A diehard fan of New England sports, it didn’t take us long to exchange some friendly jabs over the two Super Bowls his Pats had dropped to the Giants.
We’d kept in sporadic contact since, but it was only recently that we’d reconnected. Chuck had seen a tribute video made for my best friend and his fellow Marines, who’d been killed in a helicopter crash back in 2015.
In the video, we’d scaled the rock face of Mt. Tammamy and hung a flag in their honor. Chuck explained that the video had moved him close to tears, as he’d just lost someone himself.
His oldest son, Mike.
I’ve always been shit at knowing what to say in situations like that, but Chuck was content to let me listen. He spoke alot about how being outdoors really helped him in coping with Mike’s passing.
So when I asked him if he’d want to come climb the same wall with is in honor of Mike, he didn’t think twice, despite having never rock climbed a day in his life.
Not to mention he’d also only recently repaired his shoulder, though he repeated adamantly that he was going whether his doctor liked it or not.

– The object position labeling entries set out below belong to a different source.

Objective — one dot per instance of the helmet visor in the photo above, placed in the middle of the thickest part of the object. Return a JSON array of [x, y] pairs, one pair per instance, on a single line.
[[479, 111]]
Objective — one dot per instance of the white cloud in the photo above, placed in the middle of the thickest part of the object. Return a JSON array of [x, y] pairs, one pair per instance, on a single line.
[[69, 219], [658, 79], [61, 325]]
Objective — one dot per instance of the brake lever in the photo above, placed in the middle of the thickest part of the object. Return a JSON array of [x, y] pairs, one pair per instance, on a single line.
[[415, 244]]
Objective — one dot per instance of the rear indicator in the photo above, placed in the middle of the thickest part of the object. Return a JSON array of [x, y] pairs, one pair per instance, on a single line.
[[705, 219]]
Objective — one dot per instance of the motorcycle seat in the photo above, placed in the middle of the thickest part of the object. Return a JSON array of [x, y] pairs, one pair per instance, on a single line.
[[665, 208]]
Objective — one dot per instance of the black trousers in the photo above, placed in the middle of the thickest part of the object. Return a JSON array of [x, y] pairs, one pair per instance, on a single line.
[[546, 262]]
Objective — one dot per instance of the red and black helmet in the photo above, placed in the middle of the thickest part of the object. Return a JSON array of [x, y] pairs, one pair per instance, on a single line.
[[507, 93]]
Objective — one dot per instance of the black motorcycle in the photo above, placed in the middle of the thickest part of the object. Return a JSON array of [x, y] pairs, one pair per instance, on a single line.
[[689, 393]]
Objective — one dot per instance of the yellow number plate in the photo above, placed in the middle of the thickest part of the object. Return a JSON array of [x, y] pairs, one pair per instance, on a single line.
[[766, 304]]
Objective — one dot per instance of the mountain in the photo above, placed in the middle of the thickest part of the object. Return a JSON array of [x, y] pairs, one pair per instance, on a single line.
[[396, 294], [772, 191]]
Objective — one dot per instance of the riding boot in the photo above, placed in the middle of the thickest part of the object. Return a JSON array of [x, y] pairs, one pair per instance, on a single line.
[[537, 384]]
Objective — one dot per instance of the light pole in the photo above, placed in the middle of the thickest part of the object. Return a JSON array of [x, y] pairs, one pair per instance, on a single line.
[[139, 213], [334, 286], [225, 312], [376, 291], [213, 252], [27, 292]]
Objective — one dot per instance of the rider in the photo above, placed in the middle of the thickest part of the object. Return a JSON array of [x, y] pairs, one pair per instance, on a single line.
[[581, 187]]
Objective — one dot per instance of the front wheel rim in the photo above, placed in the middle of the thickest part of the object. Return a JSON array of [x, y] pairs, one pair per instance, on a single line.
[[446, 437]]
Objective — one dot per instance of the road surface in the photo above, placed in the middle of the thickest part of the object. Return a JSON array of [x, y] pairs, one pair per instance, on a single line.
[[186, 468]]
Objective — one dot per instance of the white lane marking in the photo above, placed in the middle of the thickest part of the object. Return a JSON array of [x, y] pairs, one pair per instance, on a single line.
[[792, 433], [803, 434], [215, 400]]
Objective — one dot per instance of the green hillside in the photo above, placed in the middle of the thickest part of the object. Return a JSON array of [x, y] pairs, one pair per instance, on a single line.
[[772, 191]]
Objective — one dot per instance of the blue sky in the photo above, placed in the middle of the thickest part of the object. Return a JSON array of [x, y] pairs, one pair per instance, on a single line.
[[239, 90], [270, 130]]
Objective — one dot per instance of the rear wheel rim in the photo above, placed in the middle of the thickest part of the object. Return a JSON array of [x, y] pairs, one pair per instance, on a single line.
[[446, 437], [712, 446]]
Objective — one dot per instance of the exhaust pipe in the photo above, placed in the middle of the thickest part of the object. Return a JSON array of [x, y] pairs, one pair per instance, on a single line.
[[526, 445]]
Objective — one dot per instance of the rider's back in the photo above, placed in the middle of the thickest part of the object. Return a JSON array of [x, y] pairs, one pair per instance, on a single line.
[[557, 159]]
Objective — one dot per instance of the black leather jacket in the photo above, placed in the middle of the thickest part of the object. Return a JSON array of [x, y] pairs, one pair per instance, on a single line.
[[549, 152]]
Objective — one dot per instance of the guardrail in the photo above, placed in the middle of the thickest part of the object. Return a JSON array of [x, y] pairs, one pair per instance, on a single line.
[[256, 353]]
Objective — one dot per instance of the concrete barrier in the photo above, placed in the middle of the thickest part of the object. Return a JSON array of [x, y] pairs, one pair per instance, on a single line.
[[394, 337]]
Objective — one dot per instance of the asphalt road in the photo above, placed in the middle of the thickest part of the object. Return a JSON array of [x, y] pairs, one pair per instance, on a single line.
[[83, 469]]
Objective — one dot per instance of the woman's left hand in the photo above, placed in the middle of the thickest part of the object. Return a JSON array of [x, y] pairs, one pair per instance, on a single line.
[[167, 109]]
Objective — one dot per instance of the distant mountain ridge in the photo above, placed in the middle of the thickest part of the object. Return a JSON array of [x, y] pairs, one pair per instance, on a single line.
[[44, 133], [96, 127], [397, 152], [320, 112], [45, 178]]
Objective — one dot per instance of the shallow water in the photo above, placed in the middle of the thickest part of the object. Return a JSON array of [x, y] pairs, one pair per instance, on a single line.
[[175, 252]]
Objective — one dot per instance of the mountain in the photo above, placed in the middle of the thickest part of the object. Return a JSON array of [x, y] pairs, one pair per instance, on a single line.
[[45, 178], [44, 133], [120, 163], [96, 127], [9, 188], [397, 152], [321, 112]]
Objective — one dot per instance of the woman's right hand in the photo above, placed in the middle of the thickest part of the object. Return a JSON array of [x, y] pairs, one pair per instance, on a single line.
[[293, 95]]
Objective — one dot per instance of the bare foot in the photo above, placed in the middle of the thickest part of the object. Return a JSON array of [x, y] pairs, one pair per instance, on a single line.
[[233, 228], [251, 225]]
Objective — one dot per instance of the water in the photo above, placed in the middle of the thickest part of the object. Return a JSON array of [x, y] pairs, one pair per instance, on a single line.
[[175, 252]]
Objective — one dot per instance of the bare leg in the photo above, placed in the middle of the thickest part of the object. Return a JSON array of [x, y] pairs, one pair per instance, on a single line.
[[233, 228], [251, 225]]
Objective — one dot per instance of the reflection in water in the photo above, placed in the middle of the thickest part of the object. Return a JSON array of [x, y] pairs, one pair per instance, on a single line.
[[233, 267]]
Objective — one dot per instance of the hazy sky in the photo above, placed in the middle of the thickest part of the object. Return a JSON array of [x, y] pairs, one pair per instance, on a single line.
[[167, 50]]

His determination was fantastic, a true senior statesman of the E.T.A. ethos.
When the time for our climb finally came this past August, Chuck arrived with a memorial plaque for Mike, engraved with some of the words from the tribute video that had first inspired him. It was moving, to say the least.
Having someone write your words on something designed to memorialize someone so dear to them is honestly an honor one can’t really be prepared for. I didn’t know what to say truthfully.
Chuck’s hope was to plant Mike at the top.
It was a sweltering August day, and we were down two team mates unexpectedly, at the last minute. It was the perfect storm.
It was hard to see the look on Chuck’s face when we had to call the climb. Turning around is one of the most common realities in the world if climbing. But it seemed to give Chuck little comfort, and understandably so.
“This,” I insisted to him repeatedly, “will only make the top mean that much more when you come back.”
It was fall when we were able to organize a second shot. I was confident from the start that Chuck would make it, but as always the guide in me couldn’t disregard the possibility of otherwise.
It wasn’t until he popped his head over the crest of the first pitch that I knew beyond a shadow of a doubt that he would succeed.
“What the fuck did I get myself into,” he yelled up, a slight waver in his voice. Yet despite his apprehension, he was smiling ear to ear. Chuck was flying.
I couldn’t imagine losing a son. Don’t want to, honestly. But I’d certainly hope I’d be able to handle it like Chuck had.
With the unsung resilience of one who has struggled greatly, yet you might never know because they put their smile forward to the world all the same.
At the top, Vic, Gwen, and I watched as he picked a spot for Mike’s plaque and set it down atop the mountain, a part of his spirit, as Chuck had put it, that would be here every time he came through.